Geronimo

  History

Geronimo was born to the Bedonkohe band of the Apache, near Turkey Creek, a tributary of the Gila River in the modern-day state of Arizona, then part of Mexico, though the Apache disputed Mexico’s claim.

His grandfather (Mahko) had been chief of the Bedonkohe Apache.

He had three brothers and four sisters.

Geronimo was a prominent leader of the Bedonkohe Apache who fought against Mexico and Texas for their expansion into Apache tribal lands for several decades during the Apache Wars.

“Geronimo” was the name given to him during a battle with Mexican soldiers.

At an old age, he became a celebrity, appearing at fairs, but he was never allowed to return to the land of his birth.

He was reportedly given the name Geronimo by Mexican soldiers, although few agree as to why.

As leader of the Apaches at Arispe in Sonora, he performed such daring feats that the Mexicans singled him out with the sobriquet Geronimo (Spanish for “Jerome”).

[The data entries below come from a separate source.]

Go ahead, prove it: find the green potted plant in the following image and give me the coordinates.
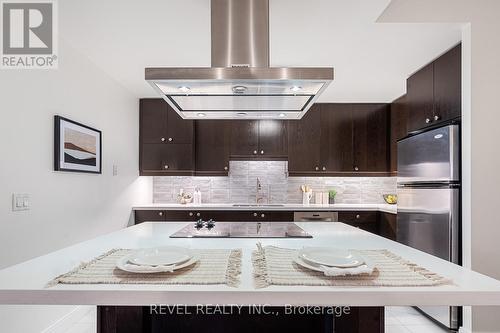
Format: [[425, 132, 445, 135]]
[[328, 190, 337, 205]]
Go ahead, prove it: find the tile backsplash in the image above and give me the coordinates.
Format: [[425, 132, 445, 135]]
[[153, 161, 396, 204]]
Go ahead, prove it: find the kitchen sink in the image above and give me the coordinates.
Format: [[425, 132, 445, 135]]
[[233, 204, 285, 207]]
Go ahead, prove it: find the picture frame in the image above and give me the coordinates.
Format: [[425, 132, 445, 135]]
[[54, 115, 102, 174]]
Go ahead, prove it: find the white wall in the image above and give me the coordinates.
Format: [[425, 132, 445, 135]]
[[0, 41, 151, 333], [380, 0, 500, 332]]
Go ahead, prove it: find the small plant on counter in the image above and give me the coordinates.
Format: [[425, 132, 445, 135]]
[[328, 190, 337, 205]]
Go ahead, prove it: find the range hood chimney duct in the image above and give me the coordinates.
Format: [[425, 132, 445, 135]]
[[211, 0, 269, 68], [145, 0, 333, 120]]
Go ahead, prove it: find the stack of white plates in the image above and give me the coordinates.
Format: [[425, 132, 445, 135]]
[[294, 247, 373, 275], [116, 246, 199, 273]]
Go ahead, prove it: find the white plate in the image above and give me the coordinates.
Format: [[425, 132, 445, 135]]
[[298, 247, 365, 268], [116, 255, 200, 274], [129, 246, 193, 266], [293, 255, 375, 276]]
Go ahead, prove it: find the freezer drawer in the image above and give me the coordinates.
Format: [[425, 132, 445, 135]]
[[398, 125, 460, 184], [397, 187, 460, 264]]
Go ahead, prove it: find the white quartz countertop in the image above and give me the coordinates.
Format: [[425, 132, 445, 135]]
[[133, 204, 397, 214], [0, 222, 500, 306]]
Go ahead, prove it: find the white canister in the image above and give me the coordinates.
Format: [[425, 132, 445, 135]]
[[302, 191, 312, 206]]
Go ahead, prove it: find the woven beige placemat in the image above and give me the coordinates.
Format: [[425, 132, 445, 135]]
[[252, 244, 451, 288], [48, 249, 241, 287]]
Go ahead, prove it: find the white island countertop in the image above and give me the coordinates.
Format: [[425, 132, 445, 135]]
[[0, 222, 500, 306], [132, 203, 397, 214]]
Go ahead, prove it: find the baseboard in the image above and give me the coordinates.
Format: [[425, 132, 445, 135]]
[[41, 306, 93, 333]]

Some attributed his numerous raiding successes to powers conferred by supernatural beings, including a reputed invulnerability to bullets.

Geronimo was the leader of the last American Indian fighting force formally to capitulate to the United States.

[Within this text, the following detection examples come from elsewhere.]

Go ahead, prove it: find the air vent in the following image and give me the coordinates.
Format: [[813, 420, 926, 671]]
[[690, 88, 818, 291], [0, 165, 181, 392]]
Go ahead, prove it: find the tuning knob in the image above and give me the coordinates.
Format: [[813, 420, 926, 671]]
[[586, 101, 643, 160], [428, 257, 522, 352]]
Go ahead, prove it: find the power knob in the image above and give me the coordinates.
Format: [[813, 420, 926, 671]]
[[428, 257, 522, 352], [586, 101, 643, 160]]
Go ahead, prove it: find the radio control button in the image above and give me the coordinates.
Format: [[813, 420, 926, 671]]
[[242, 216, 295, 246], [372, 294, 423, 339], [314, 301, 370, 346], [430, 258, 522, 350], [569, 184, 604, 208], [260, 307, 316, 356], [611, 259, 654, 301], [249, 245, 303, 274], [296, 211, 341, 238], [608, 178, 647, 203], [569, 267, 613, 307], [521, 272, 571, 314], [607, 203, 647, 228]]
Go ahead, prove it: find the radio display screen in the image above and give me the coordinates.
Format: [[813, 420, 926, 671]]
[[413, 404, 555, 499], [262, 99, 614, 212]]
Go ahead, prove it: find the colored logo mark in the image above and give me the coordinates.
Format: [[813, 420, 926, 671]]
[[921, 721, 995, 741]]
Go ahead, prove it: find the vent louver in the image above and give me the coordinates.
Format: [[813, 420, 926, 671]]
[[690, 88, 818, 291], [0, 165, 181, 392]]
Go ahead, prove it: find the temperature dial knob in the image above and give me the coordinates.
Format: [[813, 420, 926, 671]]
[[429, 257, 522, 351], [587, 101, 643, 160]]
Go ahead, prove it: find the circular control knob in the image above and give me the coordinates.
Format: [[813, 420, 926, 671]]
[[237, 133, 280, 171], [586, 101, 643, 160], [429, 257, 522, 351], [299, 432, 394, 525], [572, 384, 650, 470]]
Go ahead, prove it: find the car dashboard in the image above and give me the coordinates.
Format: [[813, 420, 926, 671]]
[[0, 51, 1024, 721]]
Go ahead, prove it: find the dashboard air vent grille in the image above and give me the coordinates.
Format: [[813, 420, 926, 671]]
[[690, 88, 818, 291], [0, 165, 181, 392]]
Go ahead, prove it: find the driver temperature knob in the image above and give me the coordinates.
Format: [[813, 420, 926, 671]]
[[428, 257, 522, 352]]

Because he fought against such daunting odds and held out the longest, he became the most famous Apache of all.

To the pioneers and settlers of Arizona and New Mexico, he was a bloody-handed murderer and this image endured until the second half of this century.

In 1875 all Apaches west of the Rio Grande were ordered to the San Carlos Reservation.

Geronimo escaped from the reservation three times and although he surrendered, he always managed to avoid capture.

In 1876, the U.S. Army tried to move the Chiricahuas onto a reservation, but Geronimo fled to Mexico eluding the troops for over a decade.

Sensationalized press reports exaggerated Geronimo’s activities, making him the most feared and infamous Apache.

The last few months of the campaign required over 5,000 soldiers, one-quarter of the entire Army, and 500 scouts, and perhaps up to 3,000 Mexican soldiers to track down Geronimo and his band.

His final surrender to Gen. Nelson Miles in Skeleton Canyon, Arizona, just north of the Mexican border, on September 4, 1886, truly marked the end of a chapter in Apache and western American history.

It meant exile for himself and almost four hundred of his fellows.

They were sent by train to incarceration at Fort Pickens, Florida; Mount Vernon Barracks, Alabama; and finally, in 1894, Fort Sill, near Lawton, Oklahoma.

Geronimo spent more than fourteen years at Fort Sill, although he was allowed sporadically to appear at world’s fairs and other gatherings.

When Geronimo died, he had been a legend for more than a generation. But his courage and determination did more than provide a battle cry for paratroopers of another day.

It helped sustain the spirits of his people, the Chiricahua Apaches, in the last desperate days of the Indian wars. Still highly regarded as a leader by his people, Geronimo engaged in farming at Fort Sill.

His fame grew, and he appeared at national events such as the 1898 Trans-Mississippi and International Exposition in Omaha, the 1901 Pan-American Exposition in Buffalo, and the 1904 Louisiana Purchase Exposition in St. Louis.